Anyway, he saw us right away before he was lost amidst a sea of Army camouflage. So when the huge group of soldiers were released, rather than try to meet him on the gym floor, we stayed put. A couple of seconds passed, or what felt like an eternity, all the while I could hear Bella asking “Where’s Daddy? Where’s Daddy?” looking just slightly in the wrong direction…THERE’S DADDY!
I’d imagined all the wrong reunion scenarios…should we run to meet him? Nope, we would have been run over by the tweens who were sitting behind us, ironically looking for Daddy’s roomie, Mr. Frank. Should I wear a trench coat and lingerie (or nothing?)? Um, no, that would have been hard to explain to Bella. Well, it WAS a little chilly, so the coat would have been ok. tee hee
Should I hire a personal photographer to record our reunion? No, I wasn’t that organized in the end and decided I’d bring my camera to take photos myself. I hoped I could find someone to take a family photo when the moment arrived (thank goodness our pal Shawn was able to be there for camera duty).
Should we wear matching outfits? We did well enough to be in dresses since my normal uniform nowadays is skinny jeans and a jacket or sweater combo. I did see some awfully cute mom-daughter combinations though! and I loved seeing the boys in shirts and ties to see their dads! (If he goes away again, maybe we’ll try matching outfits… but I’m not holding my breath for that day)
Anyway, the photo-op moments passed quickly. The crowds dispersed as families and friends walked away to get bags to waiting vehicles for the ride to rooms and homes. Military deployment reunions, welcome home ceremonies, whatever you call it, are bittersweet. Some folks, those who are single or geographically separated from their families, go home to… what? an empty room? Before I met David, he’d come back to a lonely room countless times as a single soldier. I was determined that he would not have that THIS time.
We’re blessed that we had the opportunity to move to Germany as a family unit. That wasn’t without some personal and professional sacrifice. I chose to retire and be a stay at home mom, THE TOUGHEST JOB I’VE EVER HAD. And that’s after 20 plus years in the Navy. We moved so he could turn around and leave for a year. And Life went on.
Bella grew at least 3 inches and is quite the little lady. The house has more German antique schranks than I ever imagined and is very nearly “there”, wherever “there” is. I’ve discovered that I really can slow down and smell the roses when I let myself.
But sometimes, like now, when I’m the only one awake in the house, I start to think, which is a dangerous thing.
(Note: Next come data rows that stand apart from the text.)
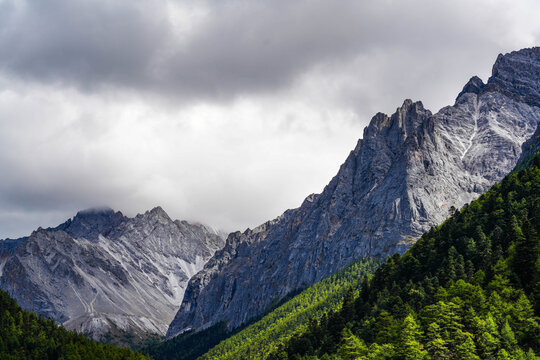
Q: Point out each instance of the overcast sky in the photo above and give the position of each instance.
(222, 112)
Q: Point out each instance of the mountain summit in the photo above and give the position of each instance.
(408, 173)
(102, 272)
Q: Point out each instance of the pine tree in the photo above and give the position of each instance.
(409, 348)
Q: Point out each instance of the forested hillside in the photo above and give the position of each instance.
(468, 289)
(293, 317)
(23, 335)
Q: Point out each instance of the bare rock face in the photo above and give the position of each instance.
(407, 174)
(101, 270)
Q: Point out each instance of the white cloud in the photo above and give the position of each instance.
(223, 112)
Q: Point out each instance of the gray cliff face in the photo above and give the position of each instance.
(531, 146)
(404, 176)
(102, 269)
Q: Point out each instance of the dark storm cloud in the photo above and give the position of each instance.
(226, 112)
(232, 48)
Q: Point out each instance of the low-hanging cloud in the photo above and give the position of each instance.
(225, 112)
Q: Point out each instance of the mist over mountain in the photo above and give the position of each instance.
(408, 173)
(103, 272)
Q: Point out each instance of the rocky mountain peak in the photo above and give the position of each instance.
(399, 125)
(475, 85)
(156, 213)
(90, 223)
(402, 178)
(517, 75)
(101, 271)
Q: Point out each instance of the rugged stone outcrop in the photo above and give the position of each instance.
(101, 270)
(407, 173)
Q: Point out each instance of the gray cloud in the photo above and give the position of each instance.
(226, 112)
(234, 48)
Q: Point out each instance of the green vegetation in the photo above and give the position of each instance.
(23, 335)
(294, 316)
(468, 289)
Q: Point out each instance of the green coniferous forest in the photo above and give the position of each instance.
(468, 289)
(24, 335)
(293, 317)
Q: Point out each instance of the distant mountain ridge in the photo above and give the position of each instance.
(101, 271)
(407, 174)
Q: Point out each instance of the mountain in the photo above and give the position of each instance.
(23, 335)
(103, 274)
(409, 172)
(530, 148)
(468, 289)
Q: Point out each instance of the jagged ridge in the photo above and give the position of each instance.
(406, 175)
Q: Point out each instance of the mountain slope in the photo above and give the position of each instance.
(468, 289)
(102, 272)
(407, 174)
(294, 316)
(23, 335)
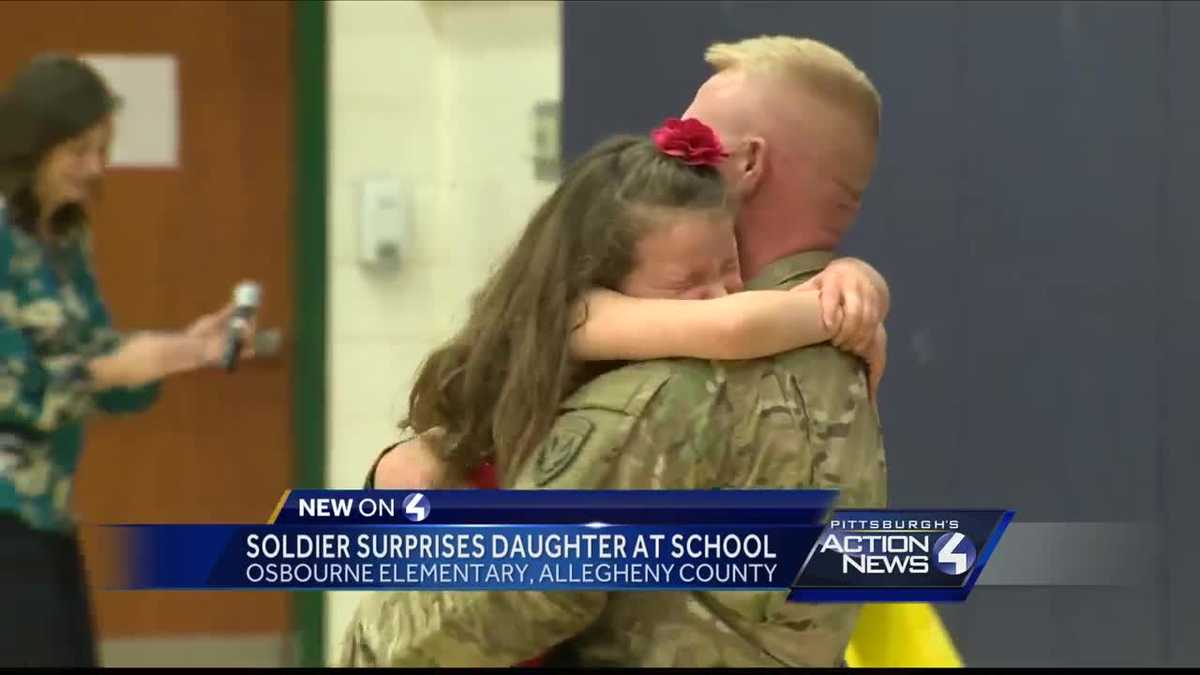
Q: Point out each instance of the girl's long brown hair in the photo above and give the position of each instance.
(495, 387)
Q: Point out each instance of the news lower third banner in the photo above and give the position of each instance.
(564, 541)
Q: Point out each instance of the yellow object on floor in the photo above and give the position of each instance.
(901, 634)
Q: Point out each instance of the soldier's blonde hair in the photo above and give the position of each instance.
(814, 65)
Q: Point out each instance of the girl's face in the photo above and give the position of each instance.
(688, 255)
(71, 171)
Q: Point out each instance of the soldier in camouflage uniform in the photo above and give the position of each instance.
(799, 419)
(60, 358)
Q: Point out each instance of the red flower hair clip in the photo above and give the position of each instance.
(691, 141)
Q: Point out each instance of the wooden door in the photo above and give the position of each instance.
(171, 244)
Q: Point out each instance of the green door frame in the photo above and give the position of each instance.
(310, 285)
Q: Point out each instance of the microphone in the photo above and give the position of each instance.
(246, 298)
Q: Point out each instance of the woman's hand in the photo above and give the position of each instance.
(411, 465)
(855, 299)
(209, 334)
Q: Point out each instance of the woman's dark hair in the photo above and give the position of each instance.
(495, 388)
(53, 99)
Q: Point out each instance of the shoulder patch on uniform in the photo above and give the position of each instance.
(562, 448)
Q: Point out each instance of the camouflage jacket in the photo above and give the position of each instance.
(52, 322)
(799, 419)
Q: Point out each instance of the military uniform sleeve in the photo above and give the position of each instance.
(616, 424)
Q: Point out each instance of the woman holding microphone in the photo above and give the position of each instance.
(60, 359)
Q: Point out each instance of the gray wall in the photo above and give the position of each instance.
(1033, 211)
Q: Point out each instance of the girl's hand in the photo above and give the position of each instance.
(853, 302)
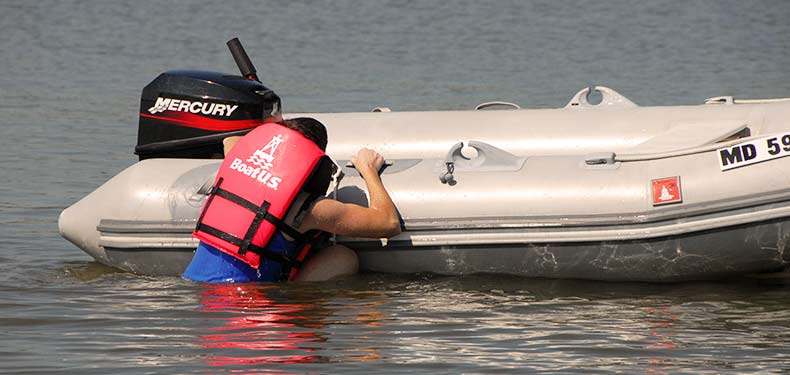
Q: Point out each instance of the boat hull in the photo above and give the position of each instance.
(535, 202)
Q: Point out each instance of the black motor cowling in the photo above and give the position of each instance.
(186, 114)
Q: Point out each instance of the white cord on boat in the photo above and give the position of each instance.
(689, 151)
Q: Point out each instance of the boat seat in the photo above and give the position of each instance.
(689, 135)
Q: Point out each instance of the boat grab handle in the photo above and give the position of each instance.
(488, 159)
(496, 103)
(609, 99)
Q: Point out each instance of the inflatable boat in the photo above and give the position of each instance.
(604, 191)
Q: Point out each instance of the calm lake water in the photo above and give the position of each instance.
(71, 73)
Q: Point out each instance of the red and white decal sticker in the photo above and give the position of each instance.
(666, 190)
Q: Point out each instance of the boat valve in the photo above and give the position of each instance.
(447, 177)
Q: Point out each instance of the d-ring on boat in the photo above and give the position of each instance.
(607, 191)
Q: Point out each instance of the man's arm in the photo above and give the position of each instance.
(378, 220)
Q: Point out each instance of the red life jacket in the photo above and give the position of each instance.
(254, 190)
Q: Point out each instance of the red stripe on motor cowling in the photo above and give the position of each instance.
(200, 122)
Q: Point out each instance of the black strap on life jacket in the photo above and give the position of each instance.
(261, 213)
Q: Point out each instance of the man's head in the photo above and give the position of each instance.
(311, 128)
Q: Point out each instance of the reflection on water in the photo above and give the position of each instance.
(264, 326)
(267, 324)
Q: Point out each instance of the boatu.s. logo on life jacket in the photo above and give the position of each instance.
(262, 160)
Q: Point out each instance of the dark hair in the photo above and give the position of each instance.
(309, 127)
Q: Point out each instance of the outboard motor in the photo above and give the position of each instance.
(187, 114)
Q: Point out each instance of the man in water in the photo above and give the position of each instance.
(378, 220)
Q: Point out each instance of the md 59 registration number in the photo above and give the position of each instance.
(754, 151)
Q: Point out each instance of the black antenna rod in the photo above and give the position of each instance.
(242, 60)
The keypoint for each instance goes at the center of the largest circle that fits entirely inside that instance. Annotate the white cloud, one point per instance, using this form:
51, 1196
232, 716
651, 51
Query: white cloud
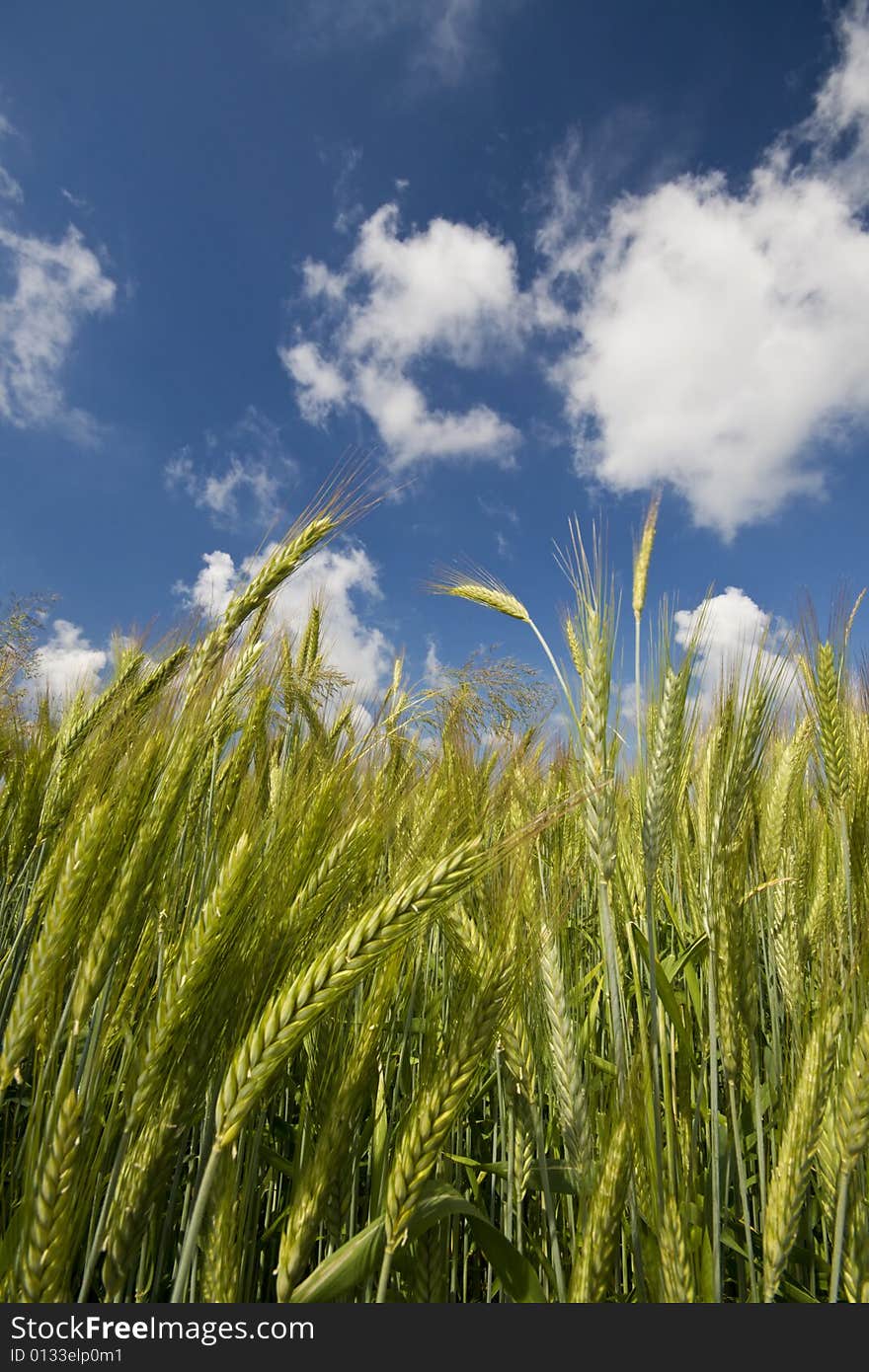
447, 292
732, 636
56, 285
249, 486
446, 38
722, 334
213, 587
333, 577
434, 671
10, 189
320, 387
66, 663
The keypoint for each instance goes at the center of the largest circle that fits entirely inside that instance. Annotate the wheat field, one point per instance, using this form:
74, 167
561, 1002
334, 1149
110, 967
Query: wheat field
299, 1005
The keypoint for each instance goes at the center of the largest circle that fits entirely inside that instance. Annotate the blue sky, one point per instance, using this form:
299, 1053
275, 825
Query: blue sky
540, 259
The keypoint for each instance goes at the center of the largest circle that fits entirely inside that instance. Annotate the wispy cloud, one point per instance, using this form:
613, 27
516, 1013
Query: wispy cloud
53, 288
443, 40
239, 477
342, 580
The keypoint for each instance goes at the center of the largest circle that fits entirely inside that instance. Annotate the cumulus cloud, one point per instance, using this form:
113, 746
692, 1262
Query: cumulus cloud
66, 663
732, 636
445, 292
722, 334
334, 577
55, 287
240, 475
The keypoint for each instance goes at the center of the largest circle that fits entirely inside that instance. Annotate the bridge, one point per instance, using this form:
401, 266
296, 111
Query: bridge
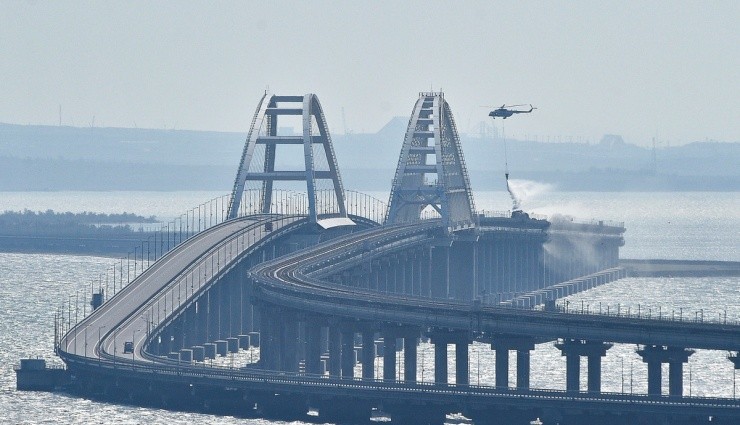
331, 285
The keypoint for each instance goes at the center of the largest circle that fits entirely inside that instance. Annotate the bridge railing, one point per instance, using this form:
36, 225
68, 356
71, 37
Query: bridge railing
235, 375
646, 313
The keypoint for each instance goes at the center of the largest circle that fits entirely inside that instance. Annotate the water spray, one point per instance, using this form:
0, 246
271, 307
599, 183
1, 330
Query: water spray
515, 201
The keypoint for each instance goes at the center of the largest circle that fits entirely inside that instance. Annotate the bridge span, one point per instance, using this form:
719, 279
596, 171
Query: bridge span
322, 289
Is this likely to be D’s last deployment or will he head back to the Sandbox again one day? Will America ever be truly out of the Sandbox, Central Asia (Afghanistan), Middle East (Iraq, Syria), North Africa…(probably not)? Will our child be proud to know both her parents served in the military, in the Sandbox, supporting missions that sometimes seemed insurmountable, in unstable regions, in a war with unseen enemies. Essentially fighting for people’s lives, some who would stab you in the back let alone spit in your eye as you try to save them. Day in and day out.
Then I blink and breathe a sigh of relief. For now, life is good. Life is grand. Very nearly perfect.
The best feeling in the world is seeing my best friend, husband, lover and baby daddy safe and sound. Out of the Sandbox.
Time to go to bed. There’s always tomorrow to worry about the big picture.